The 'It Gets Better' project has been started to help and give loving advice to all gay teenagers with an overall message that life DOES get better. There has been story after story recently about teenagers committing suicide because of all the nasty vicious bullying they endure every day for just being who they are. The main story is of Tyler Clementi who jumped to his death from a New York bridge after his 'friend' filmed him having gay sex and broadcasted it live for everyone to see. This devastatingly sickening story was the kick start for a number of gay adults, including celebrities, uploading videos to give advice. "Hearing about these kids that have committed suicide, the reaction as a gay adult is always, 'God,I wish I could have talked to them for fifteen minutes or five minutes and told them it gets better.'" said Dan Savage, campaigner for the 'It Gets Better' project.
But why is this happening? Just because some are different from others people think it's acceptable to hurl abuse at them? Call them names and make their lives a misery because they're brave enough to stand up and say "Yeah. I am gay. And what?"? People are KILLING THEMSELVES because they honestly think that they're life is not worth living. And these people need to realise that deleting yourself from your family, your friends and your future is NOT going to make things better.

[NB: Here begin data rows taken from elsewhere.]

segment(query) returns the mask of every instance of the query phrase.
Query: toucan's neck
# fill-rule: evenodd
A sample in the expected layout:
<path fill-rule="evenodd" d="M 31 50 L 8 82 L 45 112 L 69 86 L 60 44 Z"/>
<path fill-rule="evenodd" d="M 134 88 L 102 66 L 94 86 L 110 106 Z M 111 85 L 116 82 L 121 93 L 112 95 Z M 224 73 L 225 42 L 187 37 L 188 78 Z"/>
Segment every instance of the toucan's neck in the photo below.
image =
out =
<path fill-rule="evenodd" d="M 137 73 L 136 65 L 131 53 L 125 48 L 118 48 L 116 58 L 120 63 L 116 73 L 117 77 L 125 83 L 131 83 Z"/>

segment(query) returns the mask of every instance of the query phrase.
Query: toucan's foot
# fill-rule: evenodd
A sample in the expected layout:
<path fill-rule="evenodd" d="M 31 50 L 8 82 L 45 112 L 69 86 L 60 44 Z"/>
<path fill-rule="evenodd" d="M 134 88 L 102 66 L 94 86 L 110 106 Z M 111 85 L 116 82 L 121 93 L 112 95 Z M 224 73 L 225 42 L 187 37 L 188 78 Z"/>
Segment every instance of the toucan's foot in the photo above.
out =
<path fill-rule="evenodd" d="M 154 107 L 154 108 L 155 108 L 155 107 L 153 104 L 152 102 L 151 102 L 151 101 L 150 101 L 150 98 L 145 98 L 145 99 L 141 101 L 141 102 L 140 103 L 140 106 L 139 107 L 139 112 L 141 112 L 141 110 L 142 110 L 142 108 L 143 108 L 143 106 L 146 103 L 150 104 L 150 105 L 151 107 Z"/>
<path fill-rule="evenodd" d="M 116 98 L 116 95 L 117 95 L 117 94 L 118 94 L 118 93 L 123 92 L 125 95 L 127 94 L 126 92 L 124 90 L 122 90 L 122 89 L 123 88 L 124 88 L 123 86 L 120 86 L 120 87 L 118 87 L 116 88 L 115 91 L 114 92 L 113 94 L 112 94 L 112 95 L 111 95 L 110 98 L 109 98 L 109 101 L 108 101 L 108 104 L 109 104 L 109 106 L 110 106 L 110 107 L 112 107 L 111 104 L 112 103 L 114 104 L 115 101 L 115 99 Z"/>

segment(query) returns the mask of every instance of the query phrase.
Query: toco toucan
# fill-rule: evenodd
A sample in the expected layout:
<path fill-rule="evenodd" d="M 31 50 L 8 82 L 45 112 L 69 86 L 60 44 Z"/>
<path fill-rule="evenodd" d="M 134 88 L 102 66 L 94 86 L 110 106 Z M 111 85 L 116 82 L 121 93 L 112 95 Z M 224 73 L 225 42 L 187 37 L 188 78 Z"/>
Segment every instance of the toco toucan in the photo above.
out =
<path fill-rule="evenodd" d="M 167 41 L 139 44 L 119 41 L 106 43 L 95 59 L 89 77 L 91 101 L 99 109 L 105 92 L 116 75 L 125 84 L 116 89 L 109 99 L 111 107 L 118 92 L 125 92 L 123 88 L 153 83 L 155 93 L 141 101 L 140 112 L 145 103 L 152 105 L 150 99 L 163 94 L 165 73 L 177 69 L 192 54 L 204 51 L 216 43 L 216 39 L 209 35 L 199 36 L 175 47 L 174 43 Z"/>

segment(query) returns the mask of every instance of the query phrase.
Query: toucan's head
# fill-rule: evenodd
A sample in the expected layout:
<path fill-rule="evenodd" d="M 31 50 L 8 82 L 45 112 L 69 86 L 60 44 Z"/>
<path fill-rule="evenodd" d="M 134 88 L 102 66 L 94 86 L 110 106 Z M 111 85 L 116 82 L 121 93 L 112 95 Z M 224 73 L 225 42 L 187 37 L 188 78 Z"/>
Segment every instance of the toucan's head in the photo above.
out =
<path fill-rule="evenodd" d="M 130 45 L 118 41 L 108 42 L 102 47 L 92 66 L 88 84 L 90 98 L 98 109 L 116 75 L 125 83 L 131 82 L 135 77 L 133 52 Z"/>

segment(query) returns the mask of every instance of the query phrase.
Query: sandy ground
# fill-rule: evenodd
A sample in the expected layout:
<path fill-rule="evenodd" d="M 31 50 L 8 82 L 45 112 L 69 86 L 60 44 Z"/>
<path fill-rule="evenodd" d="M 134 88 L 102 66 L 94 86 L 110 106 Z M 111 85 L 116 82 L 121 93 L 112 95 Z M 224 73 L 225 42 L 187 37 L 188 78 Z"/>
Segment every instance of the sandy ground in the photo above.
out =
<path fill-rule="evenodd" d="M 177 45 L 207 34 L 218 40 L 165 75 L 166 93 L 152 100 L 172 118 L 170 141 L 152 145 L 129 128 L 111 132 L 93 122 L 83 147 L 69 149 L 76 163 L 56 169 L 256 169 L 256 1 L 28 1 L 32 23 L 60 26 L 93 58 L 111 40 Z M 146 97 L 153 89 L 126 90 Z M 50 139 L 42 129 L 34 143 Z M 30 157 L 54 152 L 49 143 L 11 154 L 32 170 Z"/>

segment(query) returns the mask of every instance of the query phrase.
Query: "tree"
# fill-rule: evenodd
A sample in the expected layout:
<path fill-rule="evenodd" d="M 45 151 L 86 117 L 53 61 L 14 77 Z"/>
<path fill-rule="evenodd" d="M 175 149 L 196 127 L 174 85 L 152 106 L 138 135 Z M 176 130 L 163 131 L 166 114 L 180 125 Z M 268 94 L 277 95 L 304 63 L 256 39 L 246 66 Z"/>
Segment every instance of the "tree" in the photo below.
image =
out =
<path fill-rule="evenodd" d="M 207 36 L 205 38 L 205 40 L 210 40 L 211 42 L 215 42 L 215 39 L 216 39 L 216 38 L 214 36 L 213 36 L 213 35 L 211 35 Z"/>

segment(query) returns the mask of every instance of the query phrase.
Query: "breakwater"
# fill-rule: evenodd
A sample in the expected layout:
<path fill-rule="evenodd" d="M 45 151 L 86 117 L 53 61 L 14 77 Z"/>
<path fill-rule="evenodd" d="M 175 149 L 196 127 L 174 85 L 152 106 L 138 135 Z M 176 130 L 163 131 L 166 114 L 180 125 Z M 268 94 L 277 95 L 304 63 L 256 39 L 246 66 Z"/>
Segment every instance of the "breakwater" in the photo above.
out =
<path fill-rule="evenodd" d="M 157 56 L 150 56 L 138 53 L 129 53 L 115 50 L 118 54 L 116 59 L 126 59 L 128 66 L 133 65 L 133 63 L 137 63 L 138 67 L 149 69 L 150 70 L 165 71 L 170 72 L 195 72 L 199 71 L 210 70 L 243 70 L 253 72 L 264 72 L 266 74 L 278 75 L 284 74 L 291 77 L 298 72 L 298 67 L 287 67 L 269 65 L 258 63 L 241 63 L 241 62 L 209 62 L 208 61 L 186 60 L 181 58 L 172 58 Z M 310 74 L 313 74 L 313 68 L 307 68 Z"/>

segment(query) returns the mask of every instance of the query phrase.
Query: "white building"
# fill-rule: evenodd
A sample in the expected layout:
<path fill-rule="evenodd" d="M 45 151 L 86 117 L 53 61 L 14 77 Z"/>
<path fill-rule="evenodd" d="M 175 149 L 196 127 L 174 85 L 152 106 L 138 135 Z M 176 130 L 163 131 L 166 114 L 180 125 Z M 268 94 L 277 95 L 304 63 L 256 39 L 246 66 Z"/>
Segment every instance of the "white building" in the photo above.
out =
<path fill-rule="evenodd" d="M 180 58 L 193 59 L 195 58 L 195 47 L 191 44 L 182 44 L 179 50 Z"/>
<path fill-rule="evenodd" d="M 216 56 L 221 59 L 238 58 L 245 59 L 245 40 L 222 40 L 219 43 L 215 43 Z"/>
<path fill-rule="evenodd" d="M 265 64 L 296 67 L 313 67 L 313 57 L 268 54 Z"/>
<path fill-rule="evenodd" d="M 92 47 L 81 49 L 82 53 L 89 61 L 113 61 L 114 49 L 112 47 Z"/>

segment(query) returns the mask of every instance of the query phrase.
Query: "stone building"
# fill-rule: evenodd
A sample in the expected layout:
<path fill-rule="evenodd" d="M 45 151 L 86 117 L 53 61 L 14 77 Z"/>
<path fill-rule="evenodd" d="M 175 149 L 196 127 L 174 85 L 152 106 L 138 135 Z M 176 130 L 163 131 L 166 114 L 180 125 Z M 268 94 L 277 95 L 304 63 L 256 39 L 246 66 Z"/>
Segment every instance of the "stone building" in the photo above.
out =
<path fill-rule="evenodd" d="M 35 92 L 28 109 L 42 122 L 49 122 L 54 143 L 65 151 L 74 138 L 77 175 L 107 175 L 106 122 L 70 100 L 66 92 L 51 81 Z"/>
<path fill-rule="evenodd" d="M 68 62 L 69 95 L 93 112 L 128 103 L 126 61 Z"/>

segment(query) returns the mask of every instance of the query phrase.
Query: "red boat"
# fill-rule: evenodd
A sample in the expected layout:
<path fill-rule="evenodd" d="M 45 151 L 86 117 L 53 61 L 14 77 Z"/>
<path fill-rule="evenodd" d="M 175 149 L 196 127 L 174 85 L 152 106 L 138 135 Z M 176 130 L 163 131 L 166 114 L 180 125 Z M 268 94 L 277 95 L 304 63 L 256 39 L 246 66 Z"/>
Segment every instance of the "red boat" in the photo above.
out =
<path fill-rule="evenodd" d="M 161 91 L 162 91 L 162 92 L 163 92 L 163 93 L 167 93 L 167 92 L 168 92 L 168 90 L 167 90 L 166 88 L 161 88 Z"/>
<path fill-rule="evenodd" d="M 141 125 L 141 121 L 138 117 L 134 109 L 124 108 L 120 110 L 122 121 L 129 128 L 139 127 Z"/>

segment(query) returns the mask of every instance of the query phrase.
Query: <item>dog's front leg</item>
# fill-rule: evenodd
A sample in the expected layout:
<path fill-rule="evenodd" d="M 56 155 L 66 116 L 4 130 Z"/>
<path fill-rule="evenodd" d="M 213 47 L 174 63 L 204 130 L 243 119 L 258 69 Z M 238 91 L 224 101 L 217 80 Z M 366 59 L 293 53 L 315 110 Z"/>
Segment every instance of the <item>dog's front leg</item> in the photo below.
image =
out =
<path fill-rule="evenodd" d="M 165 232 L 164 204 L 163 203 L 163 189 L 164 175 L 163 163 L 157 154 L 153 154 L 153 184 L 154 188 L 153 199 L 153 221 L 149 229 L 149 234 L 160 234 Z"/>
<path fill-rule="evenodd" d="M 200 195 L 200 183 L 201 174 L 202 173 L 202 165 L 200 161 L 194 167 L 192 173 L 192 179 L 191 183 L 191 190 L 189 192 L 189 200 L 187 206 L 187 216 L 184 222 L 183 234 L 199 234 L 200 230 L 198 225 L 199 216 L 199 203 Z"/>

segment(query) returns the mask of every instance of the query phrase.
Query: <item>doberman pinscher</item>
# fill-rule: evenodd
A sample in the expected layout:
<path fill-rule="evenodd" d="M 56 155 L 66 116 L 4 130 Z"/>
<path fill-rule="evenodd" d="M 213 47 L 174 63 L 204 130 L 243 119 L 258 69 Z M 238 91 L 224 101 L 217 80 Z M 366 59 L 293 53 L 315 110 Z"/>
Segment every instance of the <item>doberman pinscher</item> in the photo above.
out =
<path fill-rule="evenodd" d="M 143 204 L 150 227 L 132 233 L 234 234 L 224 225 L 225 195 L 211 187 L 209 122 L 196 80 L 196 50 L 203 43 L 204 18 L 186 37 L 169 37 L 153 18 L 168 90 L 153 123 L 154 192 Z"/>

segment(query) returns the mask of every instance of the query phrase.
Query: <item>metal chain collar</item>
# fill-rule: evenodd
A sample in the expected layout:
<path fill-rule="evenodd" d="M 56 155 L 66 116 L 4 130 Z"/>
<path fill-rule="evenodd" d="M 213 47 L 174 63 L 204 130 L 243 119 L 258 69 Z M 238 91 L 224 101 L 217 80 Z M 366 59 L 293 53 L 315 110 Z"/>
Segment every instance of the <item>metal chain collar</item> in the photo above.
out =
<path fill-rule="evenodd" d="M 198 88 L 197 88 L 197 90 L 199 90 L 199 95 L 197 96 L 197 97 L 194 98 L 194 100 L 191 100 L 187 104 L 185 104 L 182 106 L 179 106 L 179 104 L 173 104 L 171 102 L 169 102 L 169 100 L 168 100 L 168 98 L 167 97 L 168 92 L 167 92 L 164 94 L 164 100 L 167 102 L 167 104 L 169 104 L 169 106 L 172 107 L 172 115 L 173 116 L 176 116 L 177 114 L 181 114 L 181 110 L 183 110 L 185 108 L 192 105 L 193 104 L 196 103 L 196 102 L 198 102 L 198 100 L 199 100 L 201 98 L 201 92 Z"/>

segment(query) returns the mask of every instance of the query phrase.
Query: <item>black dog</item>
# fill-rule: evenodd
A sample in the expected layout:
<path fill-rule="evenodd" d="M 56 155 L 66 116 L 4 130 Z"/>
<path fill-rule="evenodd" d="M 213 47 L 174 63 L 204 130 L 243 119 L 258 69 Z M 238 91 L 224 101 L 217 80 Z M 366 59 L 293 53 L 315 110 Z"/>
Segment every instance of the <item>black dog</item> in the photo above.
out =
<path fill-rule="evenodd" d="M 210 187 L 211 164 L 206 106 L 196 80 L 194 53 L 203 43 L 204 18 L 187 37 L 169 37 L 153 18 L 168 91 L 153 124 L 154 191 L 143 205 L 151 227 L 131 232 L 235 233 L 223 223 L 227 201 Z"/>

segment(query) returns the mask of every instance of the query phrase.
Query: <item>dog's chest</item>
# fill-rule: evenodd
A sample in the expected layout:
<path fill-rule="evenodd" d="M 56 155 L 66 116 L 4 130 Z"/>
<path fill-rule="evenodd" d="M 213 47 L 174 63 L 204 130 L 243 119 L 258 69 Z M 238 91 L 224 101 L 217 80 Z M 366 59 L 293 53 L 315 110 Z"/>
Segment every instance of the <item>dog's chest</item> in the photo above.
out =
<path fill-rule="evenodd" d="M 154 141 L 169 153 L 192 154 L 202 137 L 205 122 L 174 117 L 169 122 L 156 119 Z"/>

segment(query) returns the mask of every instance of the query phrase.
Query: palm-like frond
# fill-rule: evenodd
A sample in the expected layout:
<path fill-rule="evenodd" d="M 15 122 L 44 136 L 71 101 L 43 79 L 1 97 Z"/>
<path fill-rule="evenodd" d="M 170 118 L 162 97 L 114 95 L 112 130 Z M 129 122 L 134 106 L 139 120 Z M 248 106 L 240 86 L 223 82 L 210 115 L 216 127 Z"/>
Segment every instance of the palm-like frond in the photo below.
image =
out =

I'm well known on twitter for my shit 'gaydar'. If I had a pound for every time someone said "OH LOUISE!" to me I'd be rich. But do you know what? I'm GLAD that I have a shit gaydar. Because I can't tell the difference between gay and straight people. Because there IS no difference! There's as much difference with me liking Storm from X Factor and others hating him as there is with gay's liking the same sex. It's a preference. Nothing else. Last week I found out that Simon Amstell was gay. I love Simon Amstell! Has it made me think any less of him? Course it bloody hasn't.
My friend Tom is gay and he, like many others, had a really bad time dealing with the aftermath of coming out. This is his story...
"I'd always known I was gay. Most people say to me 'How can you know you're gay when you're a child?' but you just know. I was attracted to boys not girls. It was quite easy dealing with it until about the age of 11/12, but then I started to 'grow'. Then it got hard. I couldn't just mask over the fact I was gay, I had no choice but to act, you know, camp! It was natural. And I kept trying to convince myself that it was okay to be myself. I told my best friend Jenny when I was 13, in Year 9. At first I kept joking about it, saying 'Hey I'm gay...kidding!' but then after a while I plucked up to courage to say 'I'm really not kidding, I am.' and whilst preparing myself to maybe lose my best friend out of embarrassment, I learned that she was totally fine with it. So after a while I gradually started telling more people and it got quite easy to come out. When I told my family a year later they understood and were fine too, which was such a weight off my shoulders as I seriously thought they would disown me. But my mum even told me that she already knew years ago! My dad didn't take it that well at first. He was upset that I wouldn't have kids but after some explaining that I do actually want kids of my own somehow, he started to accept it.
Being gay makes life a whole lot worse. But after you've been taking the hate for a few years, you learn to live with all the shit and build a barrier against it. People say all the pink hair, brightly coloured nails and make up is just for attention, but it just feels right and I feel so much more confident with it. I just wish people would realise that being gay isn't a choice. Because if it was, why would I choose a life of horrible remarks and violence for myself?
I tried to commit suicide more than once. I have slash marks on my arms and there didn't use to be a day go by where I didn't think of other ways to just stop the hate. If people hated me that much, then surely it would make everyone's lives better if I just went? But that's just not the case AT ALL. Everyone was put on this Earth for a purpose, you never know what's around the corner for you, and how are you ever going to find out what was meant for you if you end it? At the age of 16 my depression receded and I finally started to fully accept myself for who I am, and others did too. I realised that there would always be some people who would hate it but it started to dawn on people that it was fine for people to be gay.
The best advice I could give anyone going through shit for being gay is to just be yourself. Don't worry about it. People will always shout and call you names but you inside you just know that it feels right. I have so much fun and happiness in my life now that you can't see being gay as a curse, but as a gift. Don't listen to all the crap. Rise above it and always remember that you are YOU. Not them. And if they don't like it then they can do one. Don't hide the fact that you're gay. Find a friend to talk with about it, or even a gay friend that you can really share your feelings with. It's always nice to chat and open up, it makes you feel so much better. Because it does get better."
Tom is the one of bravest people I know. I've seen the shit he's gone through with my own eyes, but seeing him accepted with tons of friends is amazing. Seeing him laughing and gossiping makes me feel like there's hope for everyone. It got better for him. So it will get better for you.